The homeowner has collected many of my paintings and this would be my second attendance at one of his parties. For this event, I was also invited to paint the party as it took place. This ended up being for the best because from the moment I found out that I would be meeting an author whose books I so enjoyed, I became a bundle of energy. Luckily having something to do during the event allowed me to focus on something else, rather than spending the evening obsessing over what I might say to him in person.
This has not been the first opportunity I’ve had to meet someone of noteworthy stature, and I rarely react so star struck, but writers especially dazzle me. I don’t consider writing to be my greatest gift. However, my creative field is closely related enough that I can appreciate and understand the degree of sacrifice it takes to follow a creative path.

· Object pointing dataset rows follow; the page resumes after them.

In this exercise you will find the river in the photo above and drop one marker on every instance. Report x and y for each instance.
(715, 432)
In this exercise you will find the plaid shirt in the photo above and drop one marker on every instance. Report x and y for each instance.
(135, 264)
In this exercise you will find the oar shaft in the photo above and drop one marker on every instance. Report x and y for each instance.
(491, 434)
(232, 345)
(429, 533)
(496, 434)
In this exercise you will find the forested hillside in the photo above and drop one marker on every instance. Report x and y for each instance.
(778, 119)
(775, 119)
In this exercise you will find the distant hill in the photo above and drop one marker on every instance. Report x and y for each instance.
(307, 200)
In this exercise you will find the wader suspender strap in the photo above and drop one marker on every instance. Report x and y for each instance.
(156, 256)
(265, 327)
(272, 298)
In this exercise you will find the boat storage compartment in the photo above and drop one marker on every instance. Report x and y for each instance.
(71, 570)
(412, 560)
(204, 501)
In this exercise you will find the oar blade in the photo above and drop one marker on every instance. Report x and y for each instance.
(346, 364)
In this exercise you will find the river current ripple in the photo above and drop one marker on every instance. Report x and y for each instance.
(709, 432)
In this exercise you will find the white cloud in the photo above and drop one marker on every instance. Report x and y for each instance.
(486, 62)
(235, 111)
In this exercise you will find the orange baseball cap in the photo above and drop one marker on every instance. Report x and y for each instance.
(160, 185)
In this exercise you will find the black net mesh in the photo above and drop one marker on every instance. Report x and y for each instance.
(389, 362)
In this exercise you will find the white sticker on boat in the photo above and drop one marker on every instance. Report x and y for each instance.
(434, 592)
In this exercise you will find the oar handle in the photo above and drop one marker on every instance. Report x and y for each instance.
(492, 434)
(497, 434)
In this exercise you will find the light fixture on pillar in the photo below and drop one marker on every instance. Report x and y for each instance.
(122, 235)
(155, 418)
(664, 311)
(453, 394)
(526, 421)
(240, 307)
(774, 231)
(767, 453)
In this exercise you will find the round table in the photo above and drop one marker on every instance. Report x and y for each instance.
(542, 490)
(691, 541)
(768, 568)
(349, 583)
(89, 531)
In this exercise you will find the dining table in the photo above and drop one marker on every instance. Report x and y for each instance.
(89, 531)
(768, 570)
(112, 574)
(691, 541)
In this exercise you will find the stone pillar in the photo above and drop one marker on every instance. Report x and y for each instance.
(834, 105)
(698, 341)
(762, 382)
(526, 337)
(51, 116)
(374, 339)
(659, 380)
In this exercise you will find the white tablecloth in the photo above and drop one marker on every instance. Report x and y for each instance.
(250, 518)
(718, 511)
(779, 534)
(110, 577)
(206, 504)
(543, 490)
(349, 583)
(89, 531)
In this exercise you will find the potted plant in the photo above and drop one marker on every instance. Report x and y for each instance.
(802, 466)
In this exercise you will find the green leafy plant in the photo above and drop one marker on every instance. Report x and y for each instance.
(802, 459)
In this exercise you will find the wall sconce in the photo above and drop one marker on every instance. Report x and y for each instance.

My location during this event ended up being the approximate mid-point of the book line. From it I could see the backyard by evening with its beautiful tent, table and decorations. As people entered the house and passed me they would often make conversation and look over my shoulder to see the painting in progress. As is often the case, people comment on my talent. To one such commentator I replied by saying, “It’s just practice.” Her response was, “Only someone with talent would say that!”
I do believe that we all have special gifts; inclinations toward certain activities that make us more likely to succeed. When something is of great interest to you, it is easier to study. However, that doesn’t necessarily mean it’s ‘fun’, and I never considered myself to be the most talented in my classes, just the most determined.
Pat Conroy made a name for himself writing novels that read like non-fiction. This quality historically put him at odds with family members and even his own alma mater. I admire Pat Conroy for his courage. “Don’t air your dirty laundry in public,” my mother used to say. If his books contain even a thread of truth, then how painful they must have been to his family and to him as well.
As the event drew to a close I ended up last in line for my personal meeting and autograph. Nearing the author I hated to take any of his time in lengthy conversation because after standing on my feet for three hours, I knew that he must be tired as well. He pulls back out a beautiful pen to autograph my book and says,”What’s wrong, you look guilty?”
“Your books made me cry,” I blurt out, wanting to explain and say more but otherwise remaining mute. His reply expresses that he’s always surprise to meet so many people from so many different places who have read and enjoyed his books. At least that was the best translation I could make as I walked away.
I paint because I feel that I must. There is little other explanation. Courage for me as an artist means living with the insecurity of my choices and its impact on my immediate family. What I really wanted to say to Pat Conroy was, “Thank you.”